The young doctor reported the results of a couple of scans and then made her pronouncement.

“I have good news and bad news,” she began. “Your lungs don’t seem to have an embolism, but your abdomen, your pelvic area, has a very large mass.”

“Benign?” I said, knowing the answer was not that. My fear, the premonition of the big C, came to pass. Cancer. I was tentatively diagnosed with stage four ovarian cancer, a condition that’s almost impossible to diagnose in an early stage. In my case, it tricked me into believing that I was suffering from other organic difficulties. Instead, the hungry tumors feeding off my body’s resources were the cause of all my respiratory and digestive dysfunction. Dreading any type of treatment, I asked the doctor if I could just take painkillers and fade away. Shocked by my request, she warned that if I did not shrink the tumors with chemo, my passing would be anything but peaceful, as I would drown in the liquid that caused my recent distress.
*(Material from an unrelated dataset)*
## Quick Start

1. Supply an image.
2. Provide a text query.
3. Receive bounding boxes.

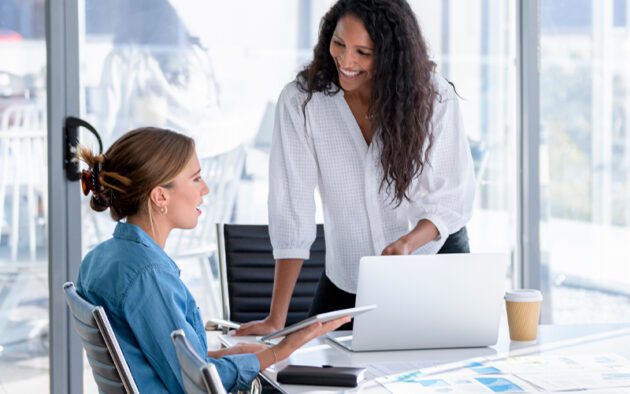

So much for becoming resigned to my disease. Following genetic testing, I was found to carry BRCA — a genetic flaw that appears mostly (but not exclusively) in the Ashkenazi Jewish population, affecting both men and women

While I’m still in an early stage of treatment, I seem to be improving, thanks to the extensive research geared toward BRCA. I’m committed to spreading the word about BRCA to anyone. Once again, I have found something else to make noise about, and I will continue to do so, hoping to serve others as I continue to orate, true to my inborn vocation.